Gossip: Let Your Speech Always Be With Grace

Why do we as human beings feel the need to always be speaking about something new or interesting and have itching ears that long to hear some alluring piece of information? Maybe that is a question for psychology, but it certainly plays a part in our spiritual walk on this earth as God’s people. One cannot go through a checkout aisle without seeing the gossip magazines the media produces on a daily basis. Maybe as Christians we are not concerned with that type of gossip as much as the everyday hearsay of a coworker, neighbor, or brother/sister in Christ. Many times we can get caught up in what others are saying about someone or a particular situation involving another, and even if we do not have all the facts, we feel compelled to give “our two cents” worth. How often do we stop before we speak and think, “Will this help the person or hinder them?” “If the person in question were here would I say this to their face?” “Am I trying to be sincerely helpful or unfairly judgmental?” In other words, before we join in a conversation about another person who is not present we need to firstly examine our own motives. How we use our tongues everyday reflects upon the church of which we are a part and the God whom we serve.

First, it would be beneficial to discuss the meaning of gossip. The Dictionary of Bible Themes defines it as, “Idle talk, which foolishly or maliciously spreads rumors or facts” (“5000-HUMANITY,” Bible Themes Dictionary, n.p.). Webster’s Dictionary explains it as, “information about the behavior and personal lives of other people; a person who often talks about the private details of other people's lives”. Gossip is anything spoken of about another person’s life that is false or portrays them in a bad light. That brings up some areas of concern. If a person is publicly sinning and we are aware of it, should we keep quiet because we do not want to gossip about them. In that situation we should first speak with that person (no one else) and try to get them to turn back to God, and then, if they do not repent, we follow the Scriptures and inform others (Matthew 18:15-17; Luke 17:3). When people are openly and impenitently sinning, the Bible tells us to point them out so others will not be lead astray (2 Thessalonians 3:14, 15). This is not gossip because we would be obeying God’s Word and wanting the best for that person (their repentance). Gossip takes place when we want to tear down someone’s character or reputation (no matter how small of a matter it may be) either with falsehoods or truths.
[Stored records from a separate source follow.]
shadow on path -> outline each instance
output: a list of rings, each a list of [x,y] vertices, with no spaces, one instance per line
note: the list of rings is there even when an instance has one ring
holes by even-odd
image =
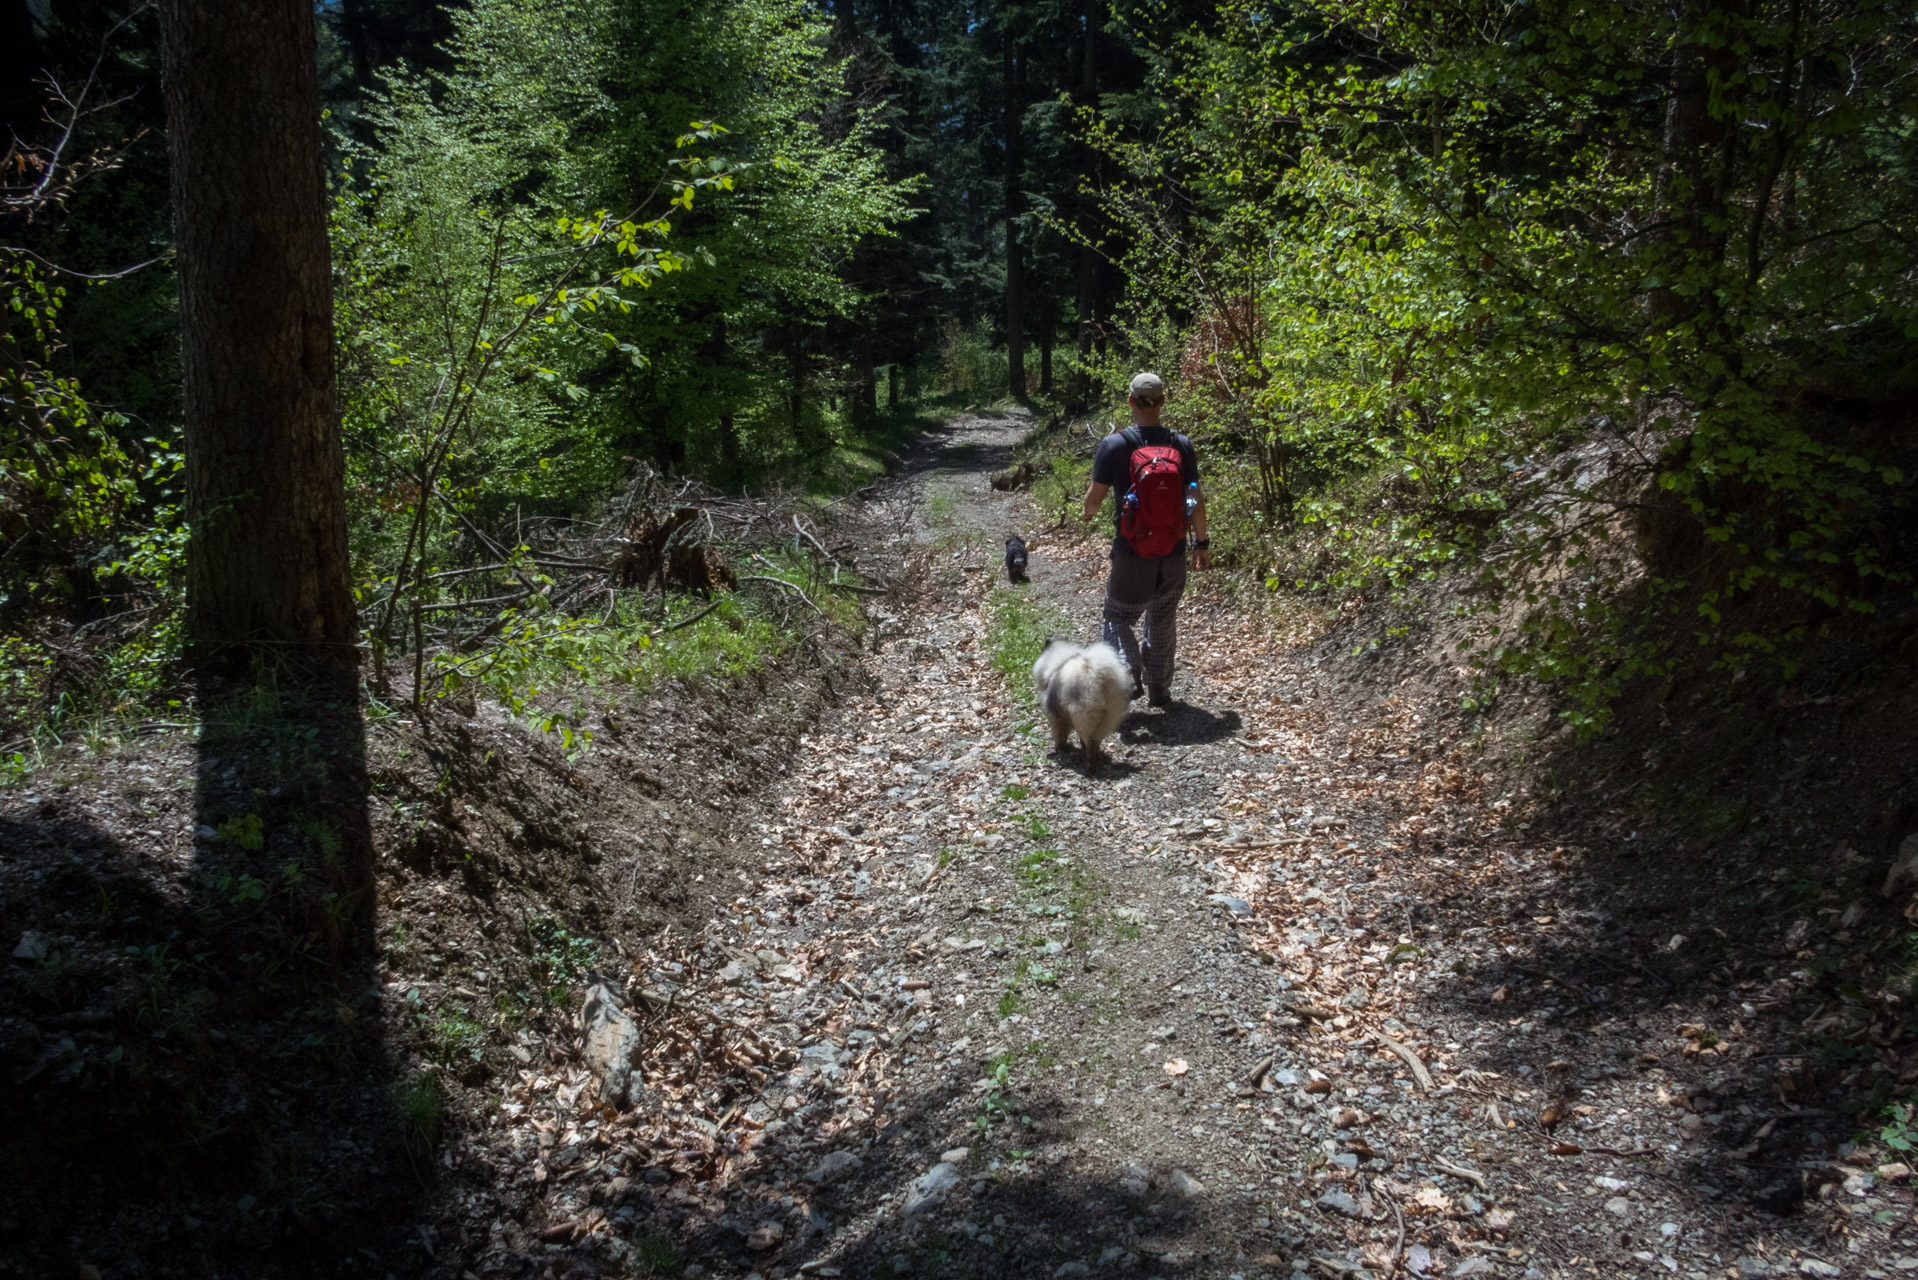
[[[357,691],[200,709],[192,740],[67,758],[0,817],[0,929],[32,935],[0,987],[8,1274],[406,1255],[439,1109],[386,1079]]]
[[[1174,702],[1162,712],[1134,711],[1119,725],[1119,737],[1128,746],[1193,747],[1223,741],[1244,725],[1236,711]]]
God’s Word is not silent on how our Maker expects us to use our speech. In both the Old and New Testament, there are examples of gossip (Psalms 41:5-8; John 7:12-13; 3 John 1:9-10), and it is condemned throughout the Bible (Leviticus 19:16; Exodus 23:1; Psalms 101:5; Romans 1:29-30; 2 Corinthians 12:20). The inspired writers of the wisdom books include often the prudence of keeping one’s tongue in check (Proverbs 10:18-19, 18:6-7; 21:23; 29:11; Ecclesiastes 5:2-3). Christians are to follow after the example of the Lord, and He never falsely accused anyone or spent His time spreading rumors. Christ told His disciples that one day everyone will give an account for every word uttered (Matthew 12:36-37). This indeed is sobering and should motivate us to be all the more diligent in how we use our tongues. If we think that we can say anything that comes to mind we are deceiving ourselves (James 1:26). Christians are commanded to have “speech that is always with grace” (Colossians 4:6) and “sound speech” (Titus 2:8) so that no one can accuse Christ’s followers of evil. This leaves no room for gossip in the Christian’s life. See also 1 Timothy 5:13; Titus 2:3; 1 Peter 4:15.

Why is it so important to watch what we say? No one puts the answer to this more clearly and effectively than James does in his book (James 3:1-12). God has blessed each of us with means to communicate, and how we do that is of our own free will. It ought not to be the case that we speak forth “blessings and cursings” or “bless our God” only to turn around and “curse men” (James 3:9, 10). As Christians we must make a conscious effort to check our thoughts before they cross our lips. If we do not, the results can be disastrous (Proverbs 11:13; 16:28; 17:9; 25:9-10; 26:20). Our purpose on this earth is to serve God and help as many as we can in our short stay here do the same. In order to fulfill this, we must think on things that are true and virtuous (Philippians 4:8) and open our mouths with wisdom and kindness (Proverbs 31:26). Gossip is not to be found among the characteristics of a Christian. May each of us pray for strength to “set a guard over our mouths” and “keep watch over the door of our lips” (Psalms 141:3).